Lesson 55: Contemporary Techniques, Part 1 — Flutter Tonguing and Glissando
- Produce a sustained flutter tongue using a rolled r or, if you cannot roll, a uvular r.
- Slide between two adjacent notes with a controlled glissando by gradually opening or closing a tone hole.
- Lesson 41 — double tonguing (the tongue control needed for flutter).
- Lesson 11 — cross-fingering control for glissando partial-shading.
- Steady sustained tone for at least eight beats.
- Flutter tonguing (alveolar and uvular).
- Glissando via partial hole-shading.
- Extended technique vs conventional tone production.
The recorder of Berio, Hirose, and Linde is the same instrument as the recorder of Telemann — played differently.
The recorder has had an active twentieth- and twenty-first-century life. Composers from the 1960s onward — Berio, Linde, van Hauwe, Ryohei Hirose, Maki Ishii — have written for the instrument as if its standard repertoire of pitches and articulations were a starting point, not the whole catalogue. The next two lessons walk through five of the most-used extended techniques. None of them are difficult in the abstract; what is difficult is integrating them into musical phrases. This lesson covers flutter tonguing and glissando — the two techniques most easily isolated. Lesson 56 handles multiphonics, whisper tones, and harmonics.
Flutter tonguing
Flutter tonguing is sustained articulation. Instead of a single t at the note's start, you produce a continuous trill of the tongue against the alveolar ridge — the sound a singer makes rolling rr in Spanish or Italian. The result on the recorder is a rough, granular texture — the note sounds slightly torn. In notation, flutter tonguing is shown by three short slashes through the note stem.
Two ways to produce it:
- Alveolar (tongue-tip) — rolled r. About two thirds of players can do this naturally; the rest cannot. If you cannot roll an r, do not force it.

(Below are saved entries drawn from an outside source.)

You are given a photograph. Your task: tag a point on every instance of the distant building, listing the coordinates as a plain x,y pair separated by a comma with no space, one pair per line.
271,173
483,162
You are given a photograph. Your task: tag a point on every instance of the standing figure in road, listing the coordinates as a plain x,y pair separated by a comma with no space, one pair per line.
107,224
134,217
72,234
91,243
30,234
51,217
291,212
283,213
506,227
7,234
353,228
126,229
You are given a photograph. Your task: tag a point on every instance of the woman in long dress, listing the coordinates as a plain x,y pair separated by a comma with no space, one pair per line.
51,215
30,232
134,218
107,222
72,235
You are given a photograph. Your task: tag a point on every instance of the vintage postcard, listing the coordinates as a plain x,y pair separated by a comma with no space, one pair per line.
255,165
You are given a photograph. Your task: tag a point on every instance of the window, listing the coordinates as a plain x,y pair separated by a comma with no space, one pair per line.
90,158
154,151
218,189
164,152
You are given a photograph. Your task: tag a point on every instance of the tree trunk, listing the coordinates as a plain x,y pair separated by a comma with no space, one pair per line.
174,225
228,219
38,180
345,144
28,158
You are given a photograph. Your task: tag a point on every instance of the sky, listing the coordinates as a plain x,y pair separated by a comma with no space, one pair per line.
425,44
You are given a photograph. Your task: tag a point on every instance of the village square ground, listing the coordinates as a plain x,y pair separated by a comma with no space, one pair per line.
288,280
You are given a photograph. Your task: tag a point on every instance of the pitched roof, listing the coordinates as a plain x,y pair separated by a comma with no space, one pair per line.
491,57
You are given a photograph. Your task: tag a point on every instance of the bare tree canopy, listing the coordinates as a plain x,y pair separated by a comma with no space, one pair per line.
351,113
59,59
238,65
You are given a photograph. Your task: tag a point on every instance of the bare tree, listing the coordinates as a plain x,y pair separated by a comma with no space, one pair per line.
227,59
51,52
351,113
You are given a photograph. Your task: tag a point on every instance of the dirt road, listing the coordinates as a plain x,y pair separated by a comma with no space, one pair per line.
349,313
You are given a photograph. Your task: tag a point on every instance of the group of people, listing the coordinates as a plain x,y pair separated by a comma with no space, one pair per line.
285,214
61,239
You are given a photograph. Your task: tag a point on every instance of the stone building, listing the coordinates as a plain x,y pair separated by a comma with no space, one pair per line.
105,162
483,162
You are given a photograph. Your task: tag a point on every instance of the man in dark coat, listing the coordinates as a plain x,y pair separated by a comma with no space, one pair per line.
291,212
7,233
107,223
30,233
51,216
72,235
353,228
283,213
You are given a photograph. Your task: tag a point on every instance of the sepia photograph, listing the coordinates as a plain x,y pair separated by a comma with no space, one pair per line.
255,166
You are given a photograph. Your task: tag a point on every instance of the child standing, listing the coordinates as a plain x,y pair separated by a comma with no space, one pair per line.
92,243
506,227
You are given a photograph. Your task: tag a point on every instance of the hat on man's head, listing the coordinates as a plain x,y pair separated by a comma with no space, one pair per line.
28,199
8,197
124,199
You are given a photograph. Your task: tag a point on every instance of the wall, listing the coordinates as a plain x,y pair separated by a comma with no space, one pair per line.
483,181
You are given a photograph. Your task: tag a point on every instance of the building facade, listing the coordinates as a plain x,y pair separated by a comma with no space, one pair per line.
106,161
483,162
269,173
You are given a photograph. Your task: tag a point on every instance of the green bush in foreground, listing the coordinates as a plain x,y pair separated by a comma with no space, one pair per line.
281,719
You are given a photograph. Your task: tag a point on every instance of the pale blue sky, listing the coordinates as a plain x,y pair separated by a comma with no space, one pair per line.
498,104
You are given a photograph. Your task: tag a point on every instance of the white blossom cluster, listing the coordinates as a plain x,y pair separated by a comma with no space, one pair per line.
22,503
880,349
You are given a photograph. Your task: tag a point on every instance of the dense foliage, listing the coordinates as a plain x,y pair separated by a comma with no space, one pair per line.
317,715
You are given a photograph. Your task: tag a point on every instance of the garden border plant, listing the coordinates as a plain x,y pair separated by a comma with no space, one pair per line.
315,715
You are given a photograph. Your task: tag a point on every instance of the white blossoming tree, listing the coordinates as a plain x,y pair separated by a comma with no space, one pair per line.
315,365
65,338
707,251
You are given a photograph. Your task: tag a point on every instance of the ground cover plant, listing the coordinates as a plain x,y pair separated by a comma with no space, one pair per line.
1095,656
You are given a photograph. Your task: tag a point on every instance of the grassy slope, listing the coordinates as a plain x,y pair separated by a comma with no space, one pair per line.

- Uvular — back-of-throat r, the French and German one. The vibration is in the soft palate. This is the alternative when alveolar fails. The texture is slightly different but the effect is the same.
Pick whichever you can produce, and use it consistently.
Glissando
A glissando on the recorder is a pitch slide between two notes. There is no slide mechanism — the slide is produced by uncovering or covering a tone hole gradually, instead of in a clean step. The effect is a smooth pitch ramp between the two notes. The technique works best between adjacent fingerings; long glissandi (an octave or more) are possible but require multiple finger crossings and are part of the advanced contemporary literature.
Pick the simplest case first: glissando from F to G on the soprano (or from B-flat to C on the alto). To finger F, hole 4 is closed; to finger G, hole 4 is open. Hold the F, then slowly slide the finger off hole 4 — not lift, slide — so the hole opens gradually. The pitch ramps up to G. The slower the slide, the longer the glissando.
Reading and writing them
Both techniques are signalled in modern scores by symbols added to notes, not by new note shapes. You will see:
- Flutter: three short slashes through the stem, sometimes the abbreviation flz. or the German Flatterzunge.
- Glissando: a wavy or straight line between two notes, sometimes marked gliss.
If you compose a passage that uses either, write the marking once and trust the reader to apply it.
Now play these
There is no library piece on this site that uses extended techniques — this is a gap we acknowledge. Seek out one of the following published works (any of which is available through a music library or rental):
- Hans Martin Linde, Music for a Bird (1968)
- The standard introduction to extended techniques on the recorder. Flutter tonguing in particular is built into the texture from the opening bar.
- Ryohei Hirose, Meditation (1975)
- Japanese composer; sustained tones, flutters, and glissandi over a near-static pitch field. Try it after a month of drill, not on the first day.
- Luciano Berio, Gesti (1966)
- The dense end of the contemporary repertoire. Mostly the technique is multiphonics and whisper tones (Lesson 56), but flutter passes through. Use as listening repertoire first; play it only after both contemporary lessons.
When you can flutter-tongue a sustained A for eight beats at quarter = 80 without the air pulsing in time with the flutter, and produce a controlled glissando between any two adjacent notes in the lower octave, move on to Lesson 56.